Scala Best Practices

1. SHOULD NOT declare abstract "var" members

It's a bad practice to declare abstract vars in abstract classes or traits.
Do not do this:
trait Foo {
  var value: String
}

Instead, prefer to declare abstract things as def:
trait Foo {
  def value: String
}

// can then be overridden as anything
class Bar(val value: String) extends Foo

The reason has to do with the imposed restriction - a var can only be overridden with a var. The way to allow freedom to choose on inheritance is to use def for abstract members. And why would you impose the restriction to use a var on those that inherit from your interface. def is generic so use it instead.

2. MUST NOT use Option.get

You might be tempted to do this:
val someValue: Option[Double] = ???

// val result = someValue.get + 1
Don't ever do that, since your trading a NullPointerException for a NoSuchElementException and that defeats the purpose of using Option in the first place.
Alternatives:

1. using Option.getOrElse
2. using Option.fold
3. using pattern matching and dealing with the None branch explicitly
4. not taking the value out of its optional context

As an example for (4), not taking the value out of its context means this:
val result = someValue.map(_ + 1)

Instead of working with Any, think about the generic type you want and the set of sub-types you need, and come up with an Algebraic Data-Type:

sealed trait JsValue

case class JsNumber(v: Double) extends JsValue
case class JsBool(v: Boolean) extends JsValue
case class JsString(v: String) extends JsValue
case class JsObject(map: Map[String, JsValue]) extends JsValue
case class JsArray(list: Seq[JsValue]) extends JsValue
case object JsNull extends JsValue

Now, instead of operating on Any, we can do pattern matching on JsValue and the compiler can help us here on missing branches, since the choice is finite.

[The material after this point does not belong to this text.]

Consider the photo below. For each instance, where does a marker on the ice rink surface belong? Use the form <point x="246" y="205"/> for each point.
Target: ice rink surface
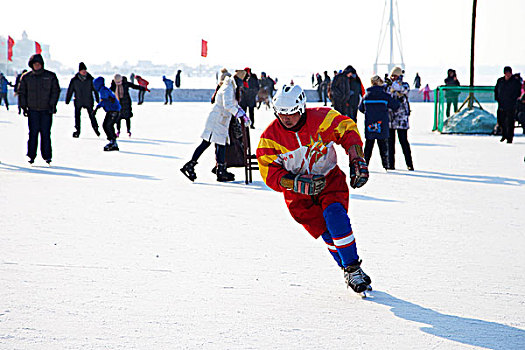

3. SHOULD NOT define case classes nested in other classes

It is tempting, but you should almost never define nested case classes inside another object/class because it messes with Java's serialization. The reason is that when you serialize a case class it closes over the "this" pointer and serializes the whole object, which if you are putting in your App object means for every instance of a case class you serialize the whole world.
And the thing with case classes specifically is that:

1. one expects a case class to be immutable (a value, a fact) and hence
2. one expects a case class to be easily serializable

Prefer flat hierachies.

4. MUST NOT include classes, traits and objects inside package objects

Classes, including case classes, traits and objects do not belong inside package objects. It is unnecessary, confuses the compiler and is therefore discouraged.
For example, refrain from doing the following:

package foo
package object bar {
  case object FooBar
}

The same effect is achieved if all artifacts are inside a plain package:

package foo.bar
case object FooBar

Package objects should only contain value, method and type alias definitions, etc. Scala allows multiple public classes in a single file, and the convention is to have the first letter of the filename be lowercase in such cases.